Centrafrique : l’enlèvement de l’expert Joseph Figueira par le groupe Wagner dévoilé

Centrafrique : l’enlèvement de l’expert Joseph Figueira par le groupe Wagner dévoilé

Dans une Centrafrique minée par des tensions communautaires persistantes, l’arrivée de deux chercheurs internationaux s’est transformée en un piège tendu par des acteurs aux motivations troubles. Joseph Figueira, spécialiste reconnu des dynamiques peules, et son collègue ivoirien, mandatés par une ONG américaine dans le cadre d’un projet financé par l’Usaid, ont vu leur mission de terrain basculer dans l’arbitraire le plus total. Une scène qui illustre les méthodes opaques d’un groupe dont l’influence s’étend bien au-delà des champs de bataille traditionnels.

Un projet humanitaire sous haute surveillance

Le chercheur belgo-portugais Joseph Figueira, basé en République démocratique du Congo, avait pour mission d’évaluer les risques de conflits locaux dans la région du Haut-Mbomou, une zone en proie à des violences récurrentes. Accompagné de son confrère, il avait entamé une série de rencontres avec des acteurs locaux et internationaux pour préparer un projet de prévention des tensions. Pourtant, dès son arrivée à Zemio, une sous-préfecture isolée, les signes avant-coureurs d’une surveillance accrue étaient visibles. Les deux experts, pourtant munis de tous les documents administratifs nécessaires, ignoraient que leur présence avait déjà attiré l’attention d’une entité bien plus redoutable qu’un simple groupe armé.

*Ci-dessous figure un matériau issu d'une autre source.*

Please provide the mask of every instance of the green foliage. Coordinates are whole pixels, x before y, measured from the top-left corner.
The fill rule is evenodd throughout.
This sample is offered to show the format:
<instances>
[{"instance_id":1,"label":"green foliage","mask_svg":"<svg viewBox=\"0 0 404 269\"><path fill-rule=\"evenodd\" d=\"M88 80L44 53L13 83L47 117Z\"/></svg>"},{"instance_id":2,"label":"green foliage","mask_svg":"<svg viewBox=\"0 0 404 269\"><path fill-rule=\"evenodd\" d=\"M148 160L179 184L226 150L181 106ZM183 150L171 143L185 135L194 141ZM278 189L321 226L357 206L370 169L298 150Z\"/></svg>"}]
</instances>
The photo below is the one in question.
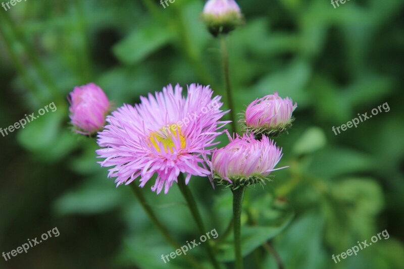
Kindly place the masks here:
<instances>
[{"instance_id":1,"label":"green foliage","mask_svg":"<svg viewBox=\"0 0 404 269\"><path fill-rule=\"evenodd\" d=\"M245 23L228 37L236 113L277 91L298 104L271 182L250 186L241 216L248 268L399 268L404 255L404 22L400 0L239 0ZM96 162L94 139L70 130L66 96L94 81L116 106L168 83L210 84L223 95L219 41L200 20L204 2L22 2L0 10L0 127L54 101L58 110L0 135L0 247L11 251L57 226L61 236L0 267L185 268L127 186L116 187ZM339 126L387 102L336 136ZM228 119L226 119L228 120ZM219 137L221 146L227 142ZM150 181L153 181L153 179ZM180 244L199 234L177 186L142 189ZM192 177L211 244L234 259L231 195ZM335 264L331 255L387 230L388 239ZM187 255L209 267L201 246ZM34 252L35 251L35 252ZM72 257L73 257L74 258ZM12 264L12 263L13 263Z\"/></svg>"}]
</instances>

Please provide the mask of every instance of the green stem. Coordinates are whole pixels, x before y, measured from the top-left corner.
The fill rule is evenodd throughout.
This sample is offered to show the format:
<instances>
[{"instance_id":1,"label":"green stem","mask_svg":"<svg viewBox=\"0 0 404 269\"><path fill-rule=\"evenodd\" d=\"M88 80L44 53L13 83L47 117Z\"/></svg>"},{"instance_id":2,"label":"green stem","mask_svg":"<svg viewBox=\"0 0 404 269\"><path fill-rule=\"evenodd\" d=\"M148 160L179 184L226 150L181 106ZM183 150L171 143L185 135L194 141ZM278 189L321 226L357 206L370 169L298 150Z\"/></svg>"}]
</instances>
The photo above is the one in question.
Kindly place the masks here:
<instances>
[{"instance_id":1,"label":"green stem","mask_svg":"<svg viewBox=\"0 0 404 269\"><path fill-rule=\"evenodd\" d=\"M193 196L192 196L191 191L189 190L189 188L185 185L185 180L182 174L180 174L179 177L178 177L178 187L188 204L191 214L192 214L195 222L196 223L199 232L201 234L205 234L206 233L206 229L202 221L202 218L200 217L200 214L196 206L196 203L195 202ZM212 265L215 268L220 269L220 266L215 256L215 253L212 246L209 242L206 243L206 244L203 244L204 247L205 248L205 250L208 253L208 255L209 256Z\"/></svg>"},{"instance_id":2,"label":"green stem","mask_svg":"<svg viewBox=\"0 0 404 269\"><path fill-rule=\"evenodd\" d=\"M241 256L241 211L244 187L240 187L233 191L233 215L234 219L234 253L236 256L236 269L242 269L243 259Z\"/></svg>"},{"instance_id":3,"label":"green stem","mask_svg":"<svg viewBox=\"0 0 404 269\"><path fill-rule=\"evenodd\" d=\"M231 120L231 126L233 131L237 132L237 126L236 125L236 116L234 114L234 105L233 103L233 95L230 86L230 72L229 72L229 56L227 50L227 44L226 42L226 37L221 35L220 36L220 45L222 49L222 61L223 65L223 72L224 73L225 86L226 93L227 95L227 102L230 109L230 115Z\"/></svg>"},{"instance_id":4,"label":"green stem","mask_svg":"<svg viewBox=\"0 0 404 269\"><path fill-rule=\"evenodd\" d=\"M137 198L137 200L140 203L140 205L141 205L142 207L143 207L143 209L152 220L152 222L155 224L155 225L156 225L156 226L166 238L166 240L167 240L167 241L175 249L178 249L180 248L181 247L179 244L178 244L175 239L174 239L174 238L171 236L171 235L170 234L170 233L168 232L168 230L157 219L157 217L156 217L154 212L153 212L153 210L152 209L152 207L146 201L146 199L144 198L144 196L143 195L143 194L142 193L141 191L139 189L139 187L133 183L129 184L129 185L131 186L135 196L136 196L136 198ZM203 269L204 267L200 265L200 263L197 261L191 256L187 255L184 256L184 257L194 266L195 266L195 267L199 268L200 269Z\"/></svg>"},{"instance_id":5,"label":"green stem","mask_svg":"<svg viewBox=\"0 0 404 269\"><path fill-rule=\"evenodd\" d=\"M227 236L230 234L231 230L233 230L233 219L232 217L231 220L230 220L230 222L229 223L229 225L227 226L227 228L226 229L224 233L222 235L222 236L219 238L219 239L216 241L216 245L220 245L223 241L226 239Z\"/></svg>"}]
</instances>

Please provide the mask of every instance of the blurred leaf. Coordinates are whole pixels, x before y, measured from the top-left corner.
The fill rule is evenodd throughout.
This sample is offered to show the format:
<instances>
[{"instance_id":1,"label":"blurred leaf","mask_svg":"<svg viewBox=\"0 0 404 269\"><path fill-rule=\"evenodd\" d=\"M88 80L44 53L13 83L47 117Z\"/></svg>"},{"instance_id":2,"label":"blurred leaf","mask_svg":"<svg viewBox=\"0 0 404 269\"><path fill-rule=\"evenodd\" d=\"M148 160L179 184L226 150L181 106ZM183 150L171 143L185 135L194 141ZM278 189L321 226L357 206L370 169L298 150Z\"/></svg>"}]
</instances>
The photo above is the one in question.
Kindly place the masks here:
<instances>
[{"instance_id":1,"label":"blurred leaf","mask_svg":"<svg viewBox=\"0 0 404 269\"><path fill-rule=\"evenodd\" d=\"M296 142L293 152L297 155L310 153L324 147L326 142L322 129L315 126L309 127Z\"/></svg>"},{"instance_id":2,"label":"blurred leaf","mask_svg":"<svg viewBox=\"0 0 404 269\"><path fill-rule=\"evenodd\" d=\"M137 64L168 44L173 32L154 22L148 22L134 30L114 46L114 53L126 65Z\"/></svg>"},{"instance_id":3,"label":"blurred leaf","mask_svg":"<svg viewBox=\"0 0 404 269\"><path fill-rule=\"evenodd\" d=\"M17 138L20 144L37 153L36 156L38 158L50 162L60 160L76 147L77 137L64 125L63 108L60 106L55 112L49 111L40 116L35 112L38 118L27 123L24 129L18 130Z\"/></svg>"},{"instance_id":4,"label":"blurred leaf","mask_svg":"<svg viewBox=\"0 0 404 269\"><path fill-rule=\"evenodd\" d=\"M281 233L293 219L289 213L278 220L276 225L266 226L246 226L241 228L241 251L243 256L246 256L254 249ZM218 258L223 261L234 260L234 237L230 236L218 249Z\"/></svg>"},{"instance_id":5,"label":"blurred leaf","mask_svg":"<svg viewBox=\"0 0 404 269\"><path fill-rule=\"evenodd\" d=\"M59 197L54 205L56 213L97 214L116 207L123 199L122 188L105 178L97 177L86 181Z\"/></svg>"},{"instance_id":6,"label":"blurred leaf","mask_svg":"<svg viewBox=\"0 0 404 269\"><path fill-rule=\"evenodd\" d=\"M369 171L374 167L369 155L342 147L327 147L317 151L313 153L311 163L308 171L325 179Z\"/></svg>"},{"instance_id":7,"label":"blurred leaf","mask_svg":"<svg viewBox=\"0 0 404 269\"><path fill-rule=\"evenodd\" d=\"M311 211L295 220L274 239L274 246L285 268L329 267L332 260L331 257L326 256L322 242L324 225L322 216L318 211ZM271 263L271 260L273 259L268 259L267 262Z\"/></svg>"}]
</instances>

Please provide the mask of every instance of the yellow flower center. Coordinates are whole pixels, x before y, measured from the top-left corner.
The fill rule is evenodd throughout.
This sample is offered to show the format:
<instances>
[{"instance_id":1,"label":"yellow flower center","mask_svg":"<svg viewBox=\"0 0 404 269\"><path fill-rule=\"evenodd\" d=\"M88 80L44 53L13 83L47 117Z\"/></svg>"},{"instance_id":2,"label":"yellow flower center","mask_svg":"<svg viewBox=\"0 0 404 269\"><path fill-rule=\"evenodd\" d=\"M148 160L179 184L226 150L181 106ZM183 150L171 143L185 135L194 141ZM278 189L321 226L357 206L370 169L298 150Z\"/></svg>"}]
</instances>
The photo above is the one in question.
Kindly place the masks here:
<instances>
[{"instance_id":1,"label":"yellow flower center","mask_svg":"<svg viewBox=\"0 0 404 269\"><path fill-rule=\"evenodd\" d=\"M175 126L176 126L176 128ZM177 134L177 130L178 130L178 134ZM179 135L181 148L185 147L186 145L185 138L181 135L181 128L179 126L176 124L172 124L168 127L163 127L161 131L162 133L160 132L155 132L154 133L152 133L152 135L150 136L150 142L158 151L161 152L160 148L159 146L159 143L161 142L164 146L164 150L166 153L168 153L167 148L171 153L173 153L173 148L175 147L174 139L178 140L178 135Z\"/></svg>"}]
</instances>

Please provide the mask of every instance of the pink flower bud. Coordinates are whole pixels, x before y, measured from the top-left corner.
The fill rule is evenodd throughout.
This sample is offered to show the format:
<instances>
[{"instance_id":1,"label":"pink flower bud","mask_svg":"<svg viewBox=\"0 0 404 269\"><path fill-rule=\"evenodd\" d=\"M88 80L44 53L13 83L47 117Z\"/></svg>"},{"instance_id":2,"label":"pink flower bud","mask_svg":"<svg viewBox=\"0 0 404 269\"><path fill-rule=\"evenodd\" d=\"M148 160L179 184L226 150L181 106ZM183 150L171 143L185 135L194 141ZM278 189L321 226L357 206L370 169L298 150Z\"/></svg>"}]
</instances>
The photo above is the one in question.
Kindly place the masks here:
<instances>
[{"instance_id":1,"label":"pink flower bud","mask_svg":"<svg viewBox=\"0 0 404 269\"><path fill-rule=\"evenodd\" d=\"M202 18L215 37L232 31L243 21L241 11L234 0L209 0Z\"/></svg>"},{"instance_id":2,"label":"pink flower bud","mask_svg":"<svg viewBox=\"0 0 404 269\"><path fill-rule=\"evenodd\" d=\"M274 169L282 157L282 149L266 136L259 140L251 133L235 138L224 147L213 152L212 157L214 179L232 187L246 186L264 180Z\"/></svg>"},{"instance_id":3,"label":"pink flower bud","mask_svg":"<svg viewBox=\"0 0 404 269\"><path fill-rule=\"evenodd\" d=\"M234 0L209 0L204 8L204 15L216 17L226 16L229 13L241 14L240 8Z\"/></svg>"},{"instance_id":4,"label":"pink flower bud","mask_svg":"<svg viewBox=\"0 0 404 269\"><path fill-rule=\"evenodd\" d=\"M70 119L76 132L89 135L102 129L110 103L101 88L94 83L75 87L68 99Z\"/></svg>"}]
</instances>

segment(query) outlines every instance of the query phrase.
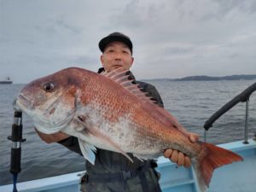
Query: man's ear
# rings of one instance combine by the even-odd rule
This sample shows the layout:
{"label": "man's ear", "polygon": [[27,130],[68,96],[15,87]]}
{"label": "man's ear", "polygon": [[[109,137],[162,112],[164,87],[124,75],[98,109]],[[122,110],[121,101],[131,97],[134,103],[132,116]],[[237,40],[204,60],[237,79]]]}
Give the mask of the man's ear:
{"label": "man's ear", "polygon": [[101,62],[102,62],[102,65],[104,67],[104,60],[103,60],[103,55],[101,55]]}
{"label": "man's ear", "polygon": [[133,61],[134,61],[134,57],[132,56],[132,57],[131,57],[131,67],[132,66]]}

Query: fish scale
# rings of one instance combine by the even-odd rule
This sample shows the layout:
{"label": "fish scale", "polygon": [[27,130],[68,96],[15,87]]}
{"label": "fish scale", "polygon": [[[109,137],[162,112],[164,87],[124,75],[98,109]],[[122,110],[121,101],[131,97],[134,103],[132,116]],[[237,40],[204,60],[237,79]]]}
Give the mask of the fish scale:
{"label": "fish scale", "polygon": [[131,160],[127,153],[143,160],[157,158],[169,148],[181,151],[192,159],[201,191],[207,191],[215,168],[242,160],[207,143],[191,143],[177,120],[125,73],[122,69],[97,74],[66,68],[26,85],[15,108],[26,113],[41,132],[77,137],[84,157],[92,164],[96,147]]}

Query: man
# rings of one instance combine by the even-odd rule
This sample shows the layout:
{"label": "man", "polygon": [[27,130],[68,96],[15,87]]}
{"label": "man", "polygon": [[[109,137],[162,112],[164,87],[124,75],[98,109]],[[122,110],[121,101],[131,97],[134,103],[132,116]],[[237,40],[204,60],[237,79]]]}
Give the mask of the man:
{"label": "man", "polygon": [[[102,52],[101,61],[102,71],[111,72],[116,68],[123,67],[130,70],[133,64],[132,43],[129,37],[113,32],[103,38],[99,43],[99,48]],[[163,107],[163,102],[156,89],[143,82],[137,81],[129,71],[129,79],[134,84],[138,84],[143,91],[147,92],[157,105]],[[40,137],[46,143],[58,142],[72,151],[81,154],[78,139],[69,137],[62,132],[45,135],[38,132]],[[189,134],[191,143],[198,140],[196,134]],[[95,165],[86,162],[86,175],[82,178],[82,191],[86,192],[160,192],[159,173],[154,170],[157,166],[154,160],[141,161],[137,158],[129,154],[133,160],[131,163],[123,154],[97,148]],[[169,158],[178,166],[189,167],[191,165],[190,159],[183,153],[172,148],[164,152],[164,156]],[[172,174],[172,173],[170,173]]]}

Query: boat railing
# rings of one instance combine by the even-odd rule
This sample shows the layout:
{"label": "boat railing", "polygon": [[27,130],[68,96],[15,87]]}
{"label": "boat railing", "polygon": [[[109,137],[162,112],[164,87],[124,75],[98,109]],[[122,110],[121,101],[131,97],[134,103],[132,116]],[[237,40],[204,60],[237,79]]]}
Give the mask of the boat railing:
{"label": "boat railing", "polygon": [[256,90],[256,82],[244,90],[241,93],[235,96],[232,100],[224,104],[221,108],[215,112],[204,125],[205,141],[207,140],[207,131],[212,126],[212,124],[224,113],[231,109],[239,102],[246,102],[244,143],[248,143],[248,116],[249,116],[249,98],[253,92]]}

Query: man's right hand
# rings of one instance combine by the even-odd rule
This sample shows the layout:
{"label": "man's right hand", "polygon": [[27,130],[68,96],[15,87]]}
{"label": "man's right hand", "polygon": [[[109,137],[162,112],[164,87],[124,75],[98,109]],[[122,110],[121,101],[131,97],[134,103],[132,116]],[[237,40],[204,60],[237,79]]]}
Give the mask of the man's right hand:
{"label": "man's right hand", "polygon": [[47,143],[60,142],[70,137],[69,135],[67,135],[66,133],[61,131],[53,134],[45,134],[38,131],[36,127],[35,130],[40,137],[40,138]]}

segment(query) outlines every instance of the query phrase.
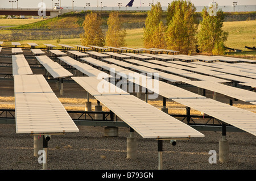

L’intervention musclée des hommes de Wagner

La scène se déroule un soir de mai 2024, dans la cour d’un bar-restaurant où les deux chercheurs partageaient un moment de détente avec une cinquantaine de participants. Soudain, trois individus armés, identifiés comme membres du groupe Wagner – une milice devenue force supplétive des autorités centrafricaines depuis 2018 – font irruption, accompagnés d’un gendarme local chargé de traduire leurs ordres. Sans explication, ils se saisissent de Joseph Figueira, l’entraînant hors de la pièce sous les yeux médusés des présents. L’humanitaire, qui n’avait pas eu le temps de récupérer ses papiers dans les locaux de l’ONG où il logeait, est menotté et embarqué de force vers l’aérodrome le plus proche. Les coups portés et l’état dans lequel il est retrouvé – nez en sang, encagoulé – révèlent une opération menée en dehors de tout cadre légal, sans mandat, ni procès-verbal.

Un contexte révélateur des méthodes de Wagner

Cet incident s’inscrit dans une stratégie plus large de contrôle et d’intimidation, où les acteurs humanitaires et les chercheurs étrangers deviennent des cibles privilégiées. Les documents internes de la compagnie – un groupe de consultants en communication et influence lié à l’État russe – révèlent une campagne d’instrumentalisation systématique des acteurs locaux et internationaux. Depuis la mort d’Evgueni Prigojine en août 2023, ces méthodes ont été récupérées et amplifiées par les services de l’État russe, transformant des territoires comme la Centrafrique en terrains d’expérimentation pour des opérations de désinformation et de pression psychologique. L’enlèvement de Joseph Figueira n’est qu’un exemple parmi d’autres de cette stratégie, où les frontières entre guerre, politique et influence s’effritent dangereusement.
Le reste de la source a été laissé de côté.